Wednesday, February 11, 2015

Strike at Korean factory exposes bankruptcy of new wage system in Calabarzon

Press Release
February 11, 2015

A strike broke out today at a Korean-owned metal factory inside the Cavite Economic Zone, the biggest in the country, due to a dispute over wage increases during collective bargaining negotiations. The militant Partido Manggagawa (PM) explained that the dispute exposes the bankruptcy of the two-tiered wage system being implemented in Calabarzon for the past few years.

“The two-tiered system pioneered in Calabarzon sets a very low floor wage—the new name for the minimum wage—and only productivity-based schemes allow workers to receive above the floor wage. But at Tae Sung and other export zone factories, despite yearly profits, capitalists refuse to share productivity gains to its workers. Thus most Tae Sung workers earn no more than the floor wage despite their company supplying metal parts to big electronics and auto multinationals like American Power Conversion, Honda, Caterpillar, Mitsubishi, Siemens and Deif of Denmark,” argued Wilson Fortaleza, PM national spokesperson.

Production at Tae Sung is now paralyzed as all regular workers for the 6:00 a.m. morning shift are now picketing company gates. Tae Sung's human resource manager has talked to the picketing workers and she was told that only a collective bargaining agreement will make them go back to work.

Fortaleza added that “How can a two-tiered wage system work—in which productivity-based pay are dependent on negotiations—when the vast majority of workers are unorganized and the few unionized are disadvantaged by weak enforcement of labor laws and the willing connivance of government officials—from the Labor Department to the local government units—with foreign and local capitalists? No wonder inclusive growth remains elusive and instead inequalities prosper despite the much-vaunted economic growth that is monopolized by big capitalists.”
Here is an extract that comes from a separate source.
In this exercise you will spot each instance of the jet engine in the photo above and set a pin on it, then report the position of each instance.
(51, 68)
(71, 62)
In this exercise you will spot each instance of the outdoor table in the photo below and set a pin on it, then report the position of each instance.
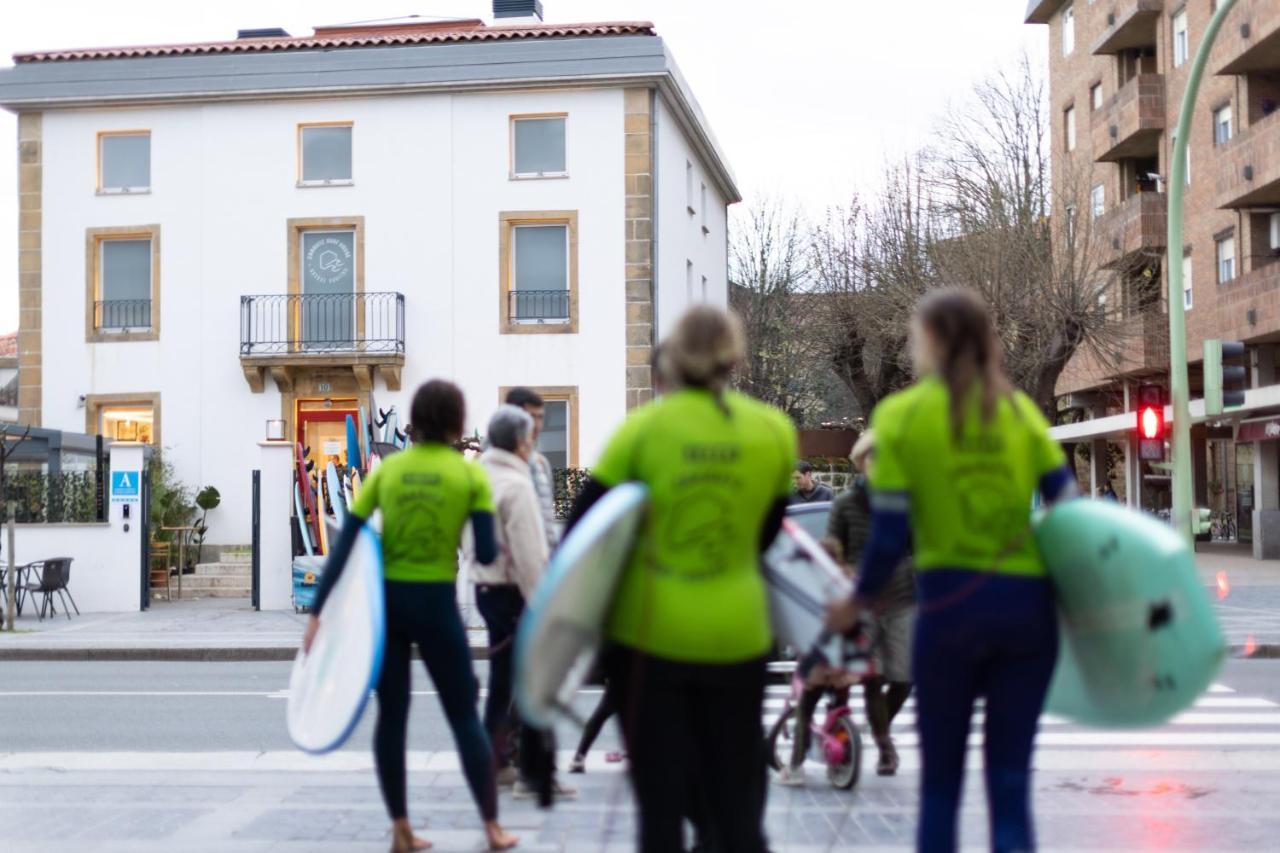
(182, 551)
The Tae Sung Employees Association, the union at the Korean factory, alleges that the company has been engaged in bad faith bargaining for the past seven months of negotiations. The union has reduced its wage demand from P100 each year for three years to P25 in a bid to reach an agreement but the Tae Sung management has barely moved from insisting on no increases to offering merely P5 each year for three years. Aside from wages, almost all provisions in the union contract proposal have been rejected by Tae Sung. Since 2011, Tae Sung has been earning annually more than USD 10 million, according to the union.


Aside from being hardline in negotiations, the union claims that Tae Sung is attempting to weaken the union by firing eight union members, including one union officer, and suspending others including the union president and vice president.